Worf is considering sending Alexander away to a Klingon school, mostly because Alexander has no knowledge of what it means to be Klingon. (His mother rejected Klingon culture and passed this on to her son.) Worf is proud of his Klingon heritage, which allows for a great deal of tension with Alexander. The biggest problem for Worf is admitting that he has a lot to learn about parenting. When dealing with Alexander, Worf oversimplifies a lot of problems.

The moment of truth comes when an experiment with the new form of propulsion fails, leaving the Enterprise to solve the problem. The wave expands to such massive proportions that the receiving station won’t be able to stop it. In fact, if no one stops it, the planet that it’s on will be destroyed. In stopping the wave, lethal amounts of radiation will be released and that radiation will flood certain parts of the Enterprise. Worf has to get his son out of a burning room before the room is flooded with the radiation. Worf succeeds with the help of Commander Riker. Worf and Alexander come to an understanding that it will be more of a challenge for Alexander to stay, but Worf will have him if Alexander feels that he’s up to it.
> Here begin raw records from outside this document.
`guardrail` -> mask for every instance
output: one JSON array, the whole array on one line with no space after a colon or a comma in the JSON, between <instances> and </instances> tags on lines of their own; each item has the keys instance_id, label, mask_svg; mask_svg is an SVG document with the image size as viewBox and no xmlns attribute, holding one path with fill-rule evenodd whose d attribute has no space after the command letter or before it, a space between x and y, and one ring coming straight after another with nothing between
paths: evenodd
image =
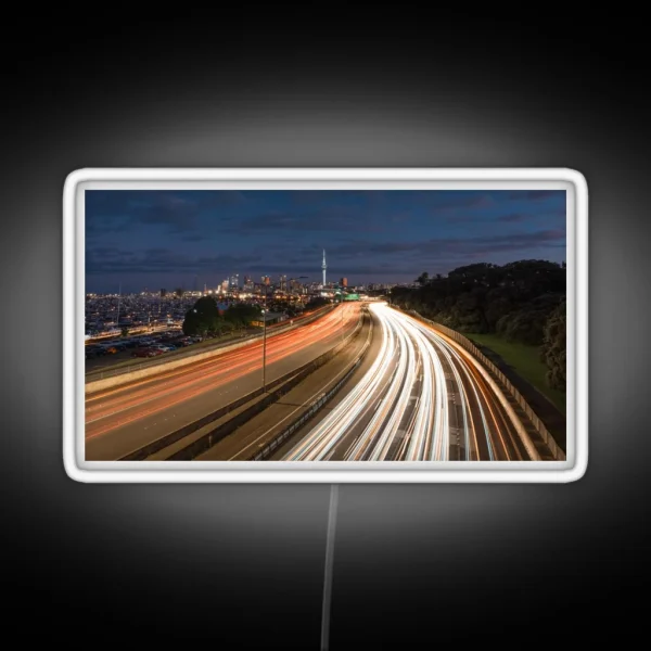
<instances>
[{"instance_id":1,"label":"guardrail","mask_svg":"<svg viewBox=\"0 0 651 651\"><path fill-rule=\"evenodd\" d=\"M327 350L316 359L304 363L297 369L277 378L272 382L267 384L267 391L264 392L261 387L256 388L255 391L242 396L238 400L230 403L229 405L225 405L219 409L208 413L207 416L183 426L175 432L170 432L161 438L153 441L125 455L119 461L142 461L150 457L151 455L161 451L162 449L178 443L186 436L197 432L202 427L209 425L212 422L220 419L222 416L239 409L246 403L255 400L255 398L267 393L267 397L264 400L253 405L251 408L246 409L242 413L239 413L234 419L230 420L227 423L224 423L221 426L217 427L212 432L207 432L197 441L192 442L188 447L177 451L169 460L178 461L178 460L191 460L202 452L206 451L210 447L213 447L216 443L221 441L228 434L234 432L239 426L244 424L247 420L263 411L266 407L271 405L272 403L280 399L285 393L288 393L291 388L293 388L298 382L303 381L309 373L315 371L320 366L324 365L327 361L332 359L343 347L345 347L354 337L359 334L359 331L362 327L363 319L360 318L355 327L355 330L348 334L343 341L333 346L330 350Z\"/></svg>"},{"instance_id":2,"label":"guardrail","mask_svg":"<svg viewBox=\"0 0 651 651\"><path fill-rule=\"evenodd\" d=\"M304 320L301 320L298 323L296 323L297 319L294 319L293 323L288 323L285 326L280 326L280 327L273 327L272 330L270 328L267 328L267 339L276 336L277 334L281 334L282 332L286 332L288 330L292 330L293 328L298 328L301 326L307 326L308 323L311 323L312 321L316 321L317 319L324 316L328 311L332 311L332 309L334 309L334 306L326 306L324 308L317 310L309 317L306 317ZM158 359L151 359L146 362L132 363L132 365L120 367L118 369L113 369L113 370L111 370L110 368L107 370L101 370L101 369L99 369L97 371L92 370L92 371L89 371L88 373L86 373L86 384L91 384L93 382L99 382L101 380L110 380L111 378L117 378L119 375L127 375L129 373L136 373L138 371L154 369L154 368L162 367L162 366L165 366L165 365L168 365L171 362L176 362L176 361L190 360L192 357L195 357L196 355L204 355L204 354L208 354L208 353L215 353L217 355L218 353L221 352L222 348L227 348L228 346L232 346L235 344L242 345L242 344L252 342L254 340L260 339L263 335L264 335L264 332L256 332L254 334L250 334L250 335L243 336L241 339L229 340L228 342L221 342L221 343L216 342L215 347L206 346L204 348L192 349L192 346L189 346L189 348L190 348L189 350L183 350L182 353L175 354L171 356L161 356L161 358L158 358ZM189 361L188 361L188 363L189 363ZM182 365L178 365L178 366L182 366Z\"/></svg>"},{"instance_id":3,"label":"guardrail","mask_svg":"<svg viewBox=\"0 0 651 651\"><path fill-rule=\"evenodd\" d=\"M316 399L308 408L308 410L291 425L285 427L278 436L275 436L256 455L252 456L250 461L264 461L268 459L294 432L297 432L307 421L309 421L322 407L324 407L341 390L341 387L349 380L350 375L357 370L357 367L361 363L368 349L371 345L371 339L373 335L373 322L369 328L369 334L367 341L363 344L362 349L359 352L357 359L352 362L350 368L346 371L343 378L324 395Z\"/></svg>"},{"instance_id":4,"label":"guardrail","mask_svg":"<svg viewBox=\"0 0 651 651\"><path fill-rule=\"evenodd\" d=\"M551 451L553 458L557 461L565 460L565 452L559 447L557 442L553 439L553 436L549 433L549 430L545 426L545 423L538 418L538 416L534 412L534 410L529 407L528 403L524 399L522 394L511 384L509 379L465 336L463 336L460 332L448 328L447 326L443 326L442 323L437 323L436 321L431 321L430 319L425 319L425 317L419 315L414 309L404 310L420 321L423 321L430 324L435 330L443 332L445 335L455 340L458 344L463 346L469 353L474 355L505 386L508 392L513 396L515 401L520 405L522 410L526 413L527 418L532 422L532 425L541 436L545 445Z\"/></svg>"}]
</instances>

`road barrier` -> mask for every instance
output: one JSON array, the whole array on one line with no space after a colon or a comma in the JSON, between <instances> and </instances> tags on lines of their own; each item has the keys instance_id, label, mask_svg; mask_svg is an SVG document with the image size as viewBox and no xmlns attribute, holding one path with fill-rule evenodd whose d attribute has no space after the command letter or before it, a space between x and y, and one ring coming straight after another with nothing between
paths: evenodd
<instances>
[{"instance_id":1,"label":"road barrier","mask_svg":"<svg viewBox=\"0 0 651 651\"><path fill-rule=\"evenodd\" d=\"M307 409L307 411L294 421L291 425L285 427L278 436L275 436L272 441L270 441L261 450L252 456L250 461L264 461L268 459L292 434L297 432L305 423L307 423L311 418L314 418L317 412L324 407L342 388L342 386L350 379L350 375L357 370L359 365L362 362L368 349L371 345L371 339L373 336L373 322L371 321L371 327L369 328L369 334L367 336L367 341L363 344L363 347L359 352L357 359L352 362L350 368L346 371L344 376L324 395L317 398Z\"/></svg>"},{"instance_id":2,"label":"road barrier","mask_svg":"<svg viewBox=\"0 0 651 651\"><path fill-rule=\"evenodd\" d=\"M545 426L545 423L538 418L538 416L534 412L534 410L529 407L528 403L524 399L522 394L511 384L509 379L465 336L463 336L460 332L452 330L451 328L447 328L447 326L443 326L437 323L436 321L431 321L430 319L425 319L425 317L419 315L413 309L404 310L407 314L416 317L420 321L427 323L434 330L442 332L447 335L451 340L456 341L458 344L463 346L469 353L471 353L474 357L476 357L489 371L495 375L501 385L507 388L507 391L513 396L515 401L520 405L522 410L525 412L527 418L529 419L532 425L536 430L536 432L540 435L545 445L551 451L551 455L557 461L565 460L565 452L559 447L557 442L553 439L553 436L549 433L549 430Z\"/></svg>"},{"instance_id":3,"label":"road barrier","mask_svg":"<svg viewBox=\"0 0 651 651\"><path fill-rule=\"evenodd\" d=\"M301 328L303 326L307 326L317 319L326 316L327 312L334 309L332 306L327 306L321 310L316 311L314 315L305 318L299 323L288 323L286 326L281 326L279 328L273 328L273 330L267 329L267 339L271 339L278 334L283 332L288 332L289 330L293 330L295 328ZM200 353L196 349L192 349L190 346L189 350L184 350L180 354L175 354L173 357L164 357L162 359L151 360L144 363L135 363L129 365L127 367L106 370L106 371L91 371L86 374L86 394L97 393L98 391L104 391L106 388L113 388L115 386L119 386L122 384L128 384L129 382L133 382L136 380L142 380L143 378L150 378L152 375L157 375L159 373L164 373L165 371L176 369L188 363L192 363L195 361L203 361L204 359L209 359L212 357L216 357L218 355L222 355L225 353L229 353L231 350L235 350L243 346L248 345L255 340L263 337L264 333L255 333L248 336L245 336L239 341L233 343L219 344L217 343L215 347L205 350L204 353Z\"/></svg>"},{"instance_id":4,"label":"road barrier","mask_svg":"<svg viewBox=\"0 0 651 651\"><path fill-rule=\"evenodd\" d=\"M259 396L267 393L263 400L258 400L255 405L252 405L248 409L245 409L241 413L239 413L233 419L229 420L227 423L217 426L215 430L210 432L206 432L206 434L202 435L196 441L189 444L187 447L181 450L175 452L173 456L168 458L170 461L179 461L179 460L192 460L202 452L208 450L219 441L221 441L225 436L228 436L232 432L234 432L238 427L243 425L245 422L251 420L254 416L260 413L266 407L271 405L272 403L279 400L285 393L291 391L294 386L296 386L299 382L302 382L307 375L309 375L312 371L323 366L327 361L332 359L337 353L340 353L346 345L348 345L358 334L363 324L362 314L360 319L355 327L355 330L346 336L342 342L336 344L330 350L327 350L316 359L308 361L302 367L294 369L293 371L285 373L284 375L276 379L273 382L269 382L267 384L267 391L264 392L263 388L256 388L255 391L248 393L247 395L234 400L233 403L226 405L212 413L179 429L175 432L170 432L165 436L153 441L152 443L129 452L128 455L118 459L119 461L142 461L145 460L151 455L161 451L162 449L181 441L182 438L197 432L199 430L209 425L212 422L220 419L221 417L239 409L243 405L255 400Z\"/></svg>"}]
</instances>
The story involving the new form of propulsion wasn’t written very well. It looks like it was just a way to set up a dangerous situation where Worf would have to rescue Alexander. It was never seen or heard of again. (Fans of the Star Trek series are very familiar with promising technology that makes one appearance in the series, but is never explored again.)

Because of the way Alexander was raised, there is going to be tension between Alexander and Worf, and this is dealt with several times throughout the rest of the series, although not to this extent. This episode was simply to put Alexander back in to Worf’s life. It also sets up Counselor Troi as someone that Worf trusts and can depend on. It also is meant to have Alexander see that Worf is someone that’s looking out for him rather than some overbearing father who just wants to lay down a bunch of tough rules.

There are only about two or three episodes that you’d have to have seen to fully understand this one. If this was the first episode of the series that you watched, I don’t think that you’d be missing out on too much, though. However, it’s so late in the series that if you’re watching reruns on Spike TV, you might just want to wait until it starts at the beginning again.